A frase, de Miguel Franco (Leiria, 1918 — 1988), na inauguração do Teatro José Lúcio da Silva, em Janeiro de 1966, foi relembrada num outro teatro de Leiria, muito justa e (e)ternamente, o Teatro Miguel Franco.
As três pancadas de Molière para o início do ciclo de comemorações do centenário do nascimento de um dos grandes dramaturgos portugueses ouviram-se este sábado à tarde em forma de música.
Sala à cunha e a tarde abre-se para dentro com uma extraordinária in(ter)venção do Coro do Orfeão de Leiria. Apanhada de surpresa com a canção do Porvir e o Acordai, fiquei logo de alma estarrecida e lágrimas acesas na escuridão do teatro.
A música também não suporta a mentira – ou é extraordinária e comovente – ou não é nada. Tenho dificuldade em separar o Miguel Franco amigo lá de casa e da família da figura pública e do autor.

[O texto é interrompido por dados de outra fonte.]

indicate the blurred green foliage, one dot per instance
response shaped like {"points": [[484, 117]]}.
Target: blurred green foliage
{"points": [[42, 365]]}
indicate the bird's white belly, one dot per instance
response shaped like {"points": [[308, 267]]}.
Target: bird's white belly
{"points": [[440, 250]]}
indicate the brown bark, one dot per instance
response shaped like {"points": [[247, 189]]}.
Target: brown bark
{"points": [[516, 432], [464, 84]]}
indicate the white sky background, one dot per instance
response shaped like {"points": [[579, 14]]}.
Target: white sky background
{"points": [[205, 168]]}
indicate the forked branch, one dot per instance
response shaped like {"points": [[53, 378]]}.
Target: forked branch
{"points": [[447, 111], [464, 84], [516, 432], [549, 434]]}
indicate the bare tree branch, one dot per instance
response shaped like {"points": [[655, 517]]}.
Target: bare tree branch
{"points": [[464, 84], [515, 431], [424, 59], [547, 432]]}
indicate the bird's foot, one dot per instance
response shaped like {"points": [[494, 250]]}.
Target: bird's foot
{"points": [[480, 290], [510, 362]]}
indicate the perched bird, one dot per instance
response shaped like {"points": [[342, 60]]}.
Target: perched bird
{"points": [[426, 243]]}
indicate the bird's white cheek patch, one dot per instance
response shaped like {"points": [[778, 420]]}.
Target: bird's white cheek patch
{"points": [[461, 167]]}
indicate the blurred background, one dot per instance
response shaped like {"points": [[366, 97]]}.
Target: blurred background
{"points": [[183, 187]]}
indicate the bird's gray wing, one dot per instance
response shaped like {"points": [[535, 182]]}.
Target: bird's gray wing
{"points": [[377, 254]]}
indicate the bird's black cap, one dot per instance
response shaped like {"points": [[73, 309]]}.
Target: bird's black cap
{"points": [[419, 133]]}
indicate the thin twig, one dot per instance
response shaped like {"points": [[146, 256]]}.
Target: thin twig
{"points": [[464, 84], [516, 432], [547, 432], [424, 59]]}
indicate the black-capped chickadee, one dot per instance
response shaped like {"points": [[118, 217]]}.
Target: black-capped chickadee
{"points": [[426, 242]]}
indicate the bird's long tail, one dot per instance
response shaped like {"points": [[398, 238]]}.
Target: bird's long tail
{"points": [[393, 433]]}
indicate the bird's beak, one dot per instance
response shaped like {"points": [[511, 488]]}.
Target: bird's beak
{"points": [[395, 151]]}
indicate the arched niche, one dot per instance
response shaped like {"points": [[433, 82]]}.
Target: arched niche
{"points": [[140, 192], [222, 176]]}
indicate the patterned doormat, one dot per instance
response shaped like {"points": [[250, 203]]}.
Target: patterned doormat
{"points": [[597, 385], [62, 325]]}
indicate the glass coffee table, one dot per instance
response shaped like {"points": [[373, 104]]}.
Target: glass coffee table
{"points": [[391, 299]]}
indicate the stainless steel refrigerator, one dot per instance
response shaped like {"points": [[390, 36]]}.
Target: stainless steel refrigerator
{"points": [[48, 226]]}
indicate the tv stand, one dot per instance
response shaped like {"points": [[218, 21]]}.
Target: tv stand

Revejo caras conhecidas no maravilhoso filme que foi apresentado, reconheço a Maria João Franco de sempre na artista plástica e filha que homenageia o pai e nos fala sem rodriguinhos do valor do escritor, dramaturgo, encenador, actor e fico estupefacta com o documentário biográfico de Miguel Cardoso, realizado e produzido especialmente para esta comemoração.
De repente, num sábado à tarde de província, as Artes mostram-se de peito aberto e olhos claros, numa prova inequívoca de que o Teatro, mas também o Tempo, não suportam a mentira.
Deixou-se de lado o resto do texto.